Let $\alpha$ be a root of $f(x) = x^3 − 3x + 1$. Can $\mathbb{Q}(\alpha)$ contain a root of $g(x) = x^3 − 4x + 1$? Here is my idea:
$\mathbb{Q}(\alpha) = \{a + b\alpha + c\alpha^2 : a,b,c \in \mathbb{Q}\}$. Let $\beta \in \mathbb{C}$ be a root of $g(x)$. Since $g(x) = f(x) - x$, we see that that $f(\beta) = \beta$, and so all roots of $g(x)$ are fixed points of $f(x)$. Similarly if $\kappa$ is a fixed point of $f(x)$, then $g(\kappa) = 0$. Hence $\gamma \in \mathbb{C}$ is a root of $g(x) \iff$ $\gamma$ is a fixed point of $f(x)$. So is there such $\gamma \in \mathbb{Q}(\alpha)$? Suppose there is a $\gamma = a + b\alpha + c\alpha^2$. Then $f(\gamma) = \gamma$. Plugging this in an collecting terms of $\alpha^0, \alpha, \alpha^2$, I got these equations:
$a^3 - 6ab - 9bc^2 + c^3 - a = 0$
$3a^2b - 4b + 18ab - 3ac^2 - b^3 - 3b^2c - 27bc^2 - 6c^3 = 0$
$3a^2c + 3ab^2 - 4c + 9ac^2 + 3b^3 + 9b^2 - 3bc^2 + 9c^3 = 0$
(I assumed the $\{1, \alpha, \alpha^2\}$ are linearly independent; it seems they should be. but not 100 % sure)

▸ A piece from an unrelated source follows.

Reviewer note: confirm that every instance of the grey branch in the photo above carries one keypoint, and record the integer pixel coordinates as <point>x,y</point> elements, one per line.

I dont know what to do after this. Is a simpler, more elegant way to do this problem? If so please help.
Update (After the second Comment):
The discriminant of $f(x)$ is 81 which is square and so $Gal(\mathbb{Q}(\alpha)/\mathbb{Q}) \cong C_{3}$ and $[\mathbb{Q}(\alpha): \mathbb{Q}] = 3$; $\mathbb{Q}(\alpha)$ is the splitting field of f(x). Similarly, the discriminant of g(x) is 229, which is not square free and so $Gal(L_{g}/\mathbb{Q}) \cong S_{3}$ and $[L_{g}: \mathbb{Q}] = 3$. If g(x) has a root in $\mathbb{Q}(\alpha)$, then g(x) splits completely in $\mathbb{Q}(\alpha)$. Since $L_g/\mathbb{Q}$ and $\mathbb{Q}(\alpha)/\mathbb{Q}$ are splitting fields of g(x), $L_{g}/\mathbb{Q} \cong \mathbb{Q}(\alpha)/\mathbb{Q}$.Would this be a contradiction, because the degrees are different? Any comments or suggestions will be appreciated.
An idea that's often useful to deal with these types of problems is to use the local-global principle. If you can exhibit some prime $ p $ modulo which either one of these polynomials has a root with unit multiplicity while the other doesn't, you've established that $ \mathbf Q(\alpha) $ doesn't contain a root of $ X^3 - 4X + 1 $.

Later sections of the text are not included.